Yeah, I decided to skip. I will be able to get the eye shadow I wanted and Sawyer later, I bet. And probably cheaper.


----------



## mollybb (Nov 22, 2014)

I am so glad they reinstated skips! I wasn't really impressed with this month. I was able to find three things I'd be OK with, but they weren't worth $25 to me. So instead I got Savannah, Bea from Savvy Deals, and added on Tazeen. Using the 20plus code my order was only $11 for three polishes I actually wanted.


----------



## latinafeminista (Nov 23, 2014)

I'm really interested in the eyeshadow, especially that color Zenith butttttttt the polishes aren't that exciting so yeah it's a skip.  Hope the Black Friday deals are good


----------



## JC327 (Nov 23, 2014)

I decided to skip I actually have points for 2 free boxes. I also noticed I have been skipping since June. I guess im still disapointed after the Jewel heist mystery box fiasco.


----------



## deactivateduser232015 (Nov 23, 2014)

I'm interested in the wristlet, but I wish someone would post a picture so I can check out the quality. I think it'd be a great present for my sister but there's not really that much I want from them right now... &gt;.&gt;


----------



## TonyaBeans (Nov 24, 2014)

I always end up changing my box at the last minute. In the end, I couldn't pass up the Sawyer/Nell/Paula combo that I imagined on my nails, so I swapped out my lip plush for Paula and added on Nell.


----------



## latinafeminista (Nov 24, 2014)

For those that skipped, did you get a confirmation email? I still don't have one...


----------



## DragonChick (Nov 24, 2014)

latinafeminista said:


> For those that skipped, did you get a confirmation email? I still don't have one...

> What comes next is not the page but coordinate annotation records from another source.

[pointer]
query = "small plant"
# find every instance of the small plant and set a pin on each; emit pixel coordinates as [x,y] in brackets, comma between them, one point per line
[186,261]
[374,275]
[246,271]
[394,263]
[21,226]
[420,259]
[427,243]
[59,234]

I got one, but they changed the wording to that "I'm out this month" bs, so maybe it got caught by your spam filters?


----------



## latinafeminista (Nov 24, 2014)

DragonChick said:


> I got one, but they changed the wording to that "I'm out this month" bs, so maybe it got caught by your spam filters?


hmmm maybe i'll check there, thanks!


----------



## AshleyBeauty13 (Nov 24, 2014)

log in to your account and go to your monthly box, if it says "I'm out this month" you should be fine!


----------



## lint (Nov 25, 2014)

I thought about skipping but I had enough jules for a free box and I'm super excited for the silk top coat as an add-on!

That being said, I've yet to have a month since June where nothing gets screwed up so I won't exactly hold my breath haha. Still haven't gotten the mascara for my October box because apparently they ran out and had to ship it separately.


----------



## TonyaBeans (Nov 25, 2014)

lint said:


> I thought about skipping but I had enough jules for a free box and I'm super excited for the silk top coat as an add-on!
> 
> That being said, I've yet to have a month since June where nothing gets screwed up so I won't exactly hold my breath haha. Still haven't gotten the mascara for my October box because apparently they ran out and had to ship it separately.


that's pretty bogus considering they were offering the mascaras as swap-ins and add-ons to this month's boxes


----------



## itsoliviaaah (Nov 25, 2014)

Got 2 more add-ons: Paula &amp; the Orbital Eyeshadow in Zenith. I don't really care that I'm payin extra, it's my last box so go big or go home


----------



## SoccerMomX3 (Nov 25, 2014)

I ended up adding on the 2 "Black Friday" sets from the holiday collection since I really wanted the new glitters that are in each one but I know I already have Nic.  


Orbital Eyeshadow - Zenith
Karissa
Soleil
_Addons:_
Nell
Stroke of Midnight - Black Friday Preview
Reindeer Games Duo - Black Friday Preview


----------



## TonyaBeans (Nov 25, 2014)

I changed my order again as well lol


Aurora
Soleil
Sharna
Add Ons:


Paula
Nell
Mystery Polish#1


----------



## SoccerMomX3 (Nov 26, 2014)

hmmm....What's the gift with purchase added to my order today?  I've added 3+ "add ons" before and never had it noted on the order screen.  The subtotal jumped up 22$ also.  

 
Your Box: _December Personalized My Maven Box_
_Includes:_ 

Orbital Eyeshadow - Zenith
Karissa
Soleil
_Addons:_
Nell
Stroke of Midnight - Black Friday Preview
Reindeer Games Duo - Black Friday Preview
December GWP

*Subtotal:* $69.96 (before tax, jules &amp; prepaid credits)


----------



## TooMuchElectric (Nov 26, 2014)

Maybe $22 is the value of the December GWP for taking 3 addons?


----------



## SoccerMomX3 (Nov 26, 2014)

TooMuchElectric said:


> Maybe $22 is the value of the December GWP for taking 3 addons?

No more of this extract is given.